Situasi ini sangat prevalen di kalangan masyarakat Selatan, seperti di Yaman dan Hadhramaut. Masyarakat Hijaz dan daerah-daerah di utara telah memeluk Islam dan berlindung di bawah panji agama baru. Namun, di Selatan, situasinya terbagi antara musyrik dan Kristen.

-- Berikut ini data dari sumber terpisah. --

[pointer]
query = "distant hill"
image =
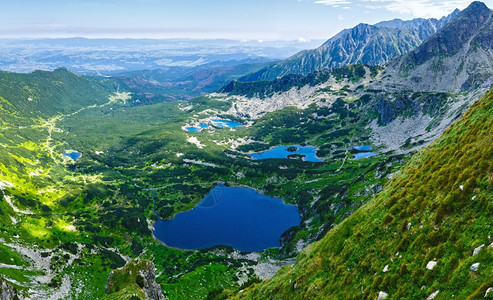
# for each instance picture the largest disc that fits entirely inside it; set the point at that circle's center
(362, 44)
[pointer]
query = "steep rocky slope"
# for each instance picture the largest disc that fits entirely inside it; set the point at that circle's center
(457, 58)
(362, 44)
(428, 233)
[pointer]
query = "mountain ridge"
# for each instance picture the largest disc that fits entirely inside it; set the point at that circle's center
(364, 43)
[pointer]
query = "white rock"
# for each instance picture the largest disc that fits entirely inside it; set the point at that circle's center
(382, 295)
(488, 292)
(431, 264)
(477, 250)
(474, 267)
(433, 295)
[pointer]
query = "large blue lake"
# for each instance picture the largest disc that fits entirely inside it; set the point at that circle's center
(309, 153)
(231, 216)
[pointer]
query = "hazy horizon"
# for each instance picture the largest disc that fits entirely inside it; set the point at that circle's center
(286, 20)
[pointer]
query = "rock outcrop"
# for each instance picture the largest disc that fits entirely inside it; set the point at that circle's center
(136, 275)
(7, 292)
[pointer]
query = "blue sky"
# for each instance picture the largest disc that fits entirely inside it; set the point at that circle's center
(233, 19)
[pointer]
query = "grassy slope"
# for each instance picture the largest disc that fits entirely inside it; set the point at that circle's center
(445, 225)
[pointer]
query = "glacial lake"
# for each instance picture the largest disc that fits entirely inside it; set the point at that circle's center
(74, 155)
(230, 216)
(225, 123)
(309, 153)
(362, 148)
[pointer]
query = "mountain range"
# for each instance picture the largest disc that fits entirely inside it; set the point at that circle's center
(399, 207)
(362, 44)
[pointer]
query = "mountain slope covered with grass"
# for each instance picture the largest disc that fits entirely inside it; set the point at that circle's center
(429, 231)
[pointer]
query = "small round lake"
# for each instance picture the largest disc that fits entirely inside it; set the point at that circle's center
(364, 155)
(230, 216)
(308, 152)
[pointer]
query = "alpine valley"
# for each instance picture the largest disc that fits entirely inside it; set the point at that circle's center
(381, 138)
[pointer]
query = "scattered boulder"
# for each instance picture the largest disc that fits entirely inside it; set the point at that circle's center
(7, 291)
(477, 250)
(136, 274)
(474, 267)
(488, 291)
(386, 268)
(431, 264)
(433, 295)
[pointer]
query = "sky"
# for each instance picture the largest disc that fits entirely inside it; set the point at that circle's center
(301, 20)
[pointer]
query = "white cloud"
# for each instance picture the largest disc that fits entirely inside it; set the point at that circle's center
(419, 8)
(334, 3)
(303, 40)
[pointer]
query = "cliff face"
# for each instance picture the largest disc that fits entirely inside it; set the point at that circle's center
(362, 44)
(136, 279)
(427, 233)
(7, 292)
(459, 57)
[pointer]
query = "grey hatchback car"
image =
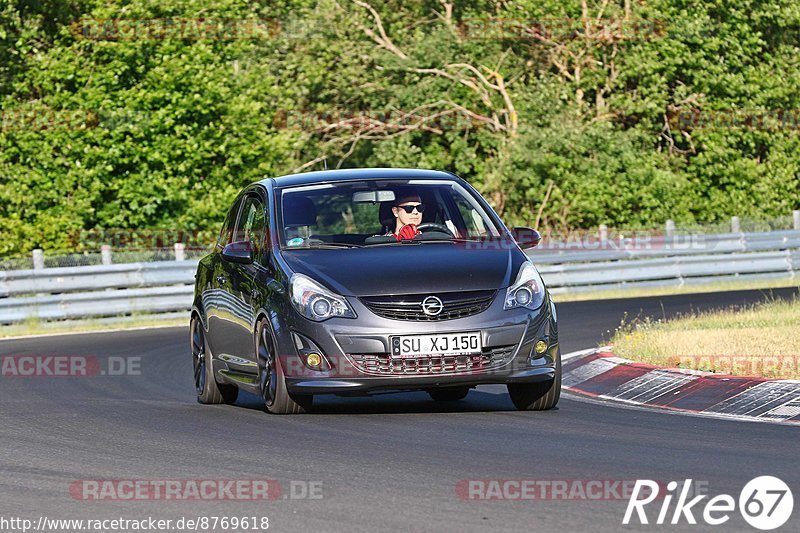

Adapun orang-orang musyrik, mereka memeluk Islam dalam kelompok-kelompok, seperti yang telah saya sebutkan sebelumnya. Mereka masuk ke dalam agama Allah secara berbondong-bondong dan mengirimkan delegasi mereka ke Madinah, menunjukkan semangat besar untuk Islam. Sebagian besar dari mereka semakin mendekatkan diri kepada Islam dan kembali ke rumah mereka dengan komitmen yang lebih kuat terhadap iman baru mereka.
Di sisi lain, Ahli Kitab, termasuk Yahudi dan Kristen, dijelaskan dalam Surah At-Tawbah dengan ayat-ayat seperti: "Perangilah orang-orang yang tidak beriman kepada Allah dan Hari Akhirat dan yang tidak mengharamkan apa yang diharamkan oleh Allah dan Rasul-Nya dan yang tidak mengikuti agama yang benar dari orang-orang yang diberi Kitab - [perangilah] hingga mereka membayar jizyah dengan patuh sementara mereka dalam keadaan hina". (Qur'an, 9:29). Dan dilanjutkan dengan ayat-ayat yang menegur Ahli Kitab atas kesalahan mereka.
Banyak sejarawan merenungkan ayat-ayat dari Surah At-Tawbah ini, yang menandai akhir dari wahyu Al-Qur'an. Mereka bertanya-tanya apakah petunjuk Muhammad tentang Ahli Kitab berbeda dari ajaran-ajaran awalnya selama tahun-tahun awal kenabian.
Beberapa ulama, terutama Orientalis, berpendapat bahwa ayat-ayat ini menempatkan Ahli Kitab dan orang-orang musyrik dalam kategori yang sama, menunjukkan bahwa Muhammad, setelah awalnya mencari dukungan dari Yahudi dan Kristen, akhirnya berfokus pada Yahudi sebagai musuh. Mereka mengklaim bahwa ia melanjutkan permusuhan dengan mereka hingga mereka diusir dari Jazirah Arab. Sementara itu, ia berusaha menjalin hubungan baik dengan orang Kristen, dan ayat-ayat Al-Qur'an memuji iman dan persahabatan mereka. Ini, mereka argumenkan, menyebabkan kontradiksi dalam pendekatan Muhammad dan memicu permusuhan antara Muslim dan Kristen di periode berikutnya, menjadikan rekonsiliasi antara pengikut Yesus dan Muhammad hampir tidak mungkin.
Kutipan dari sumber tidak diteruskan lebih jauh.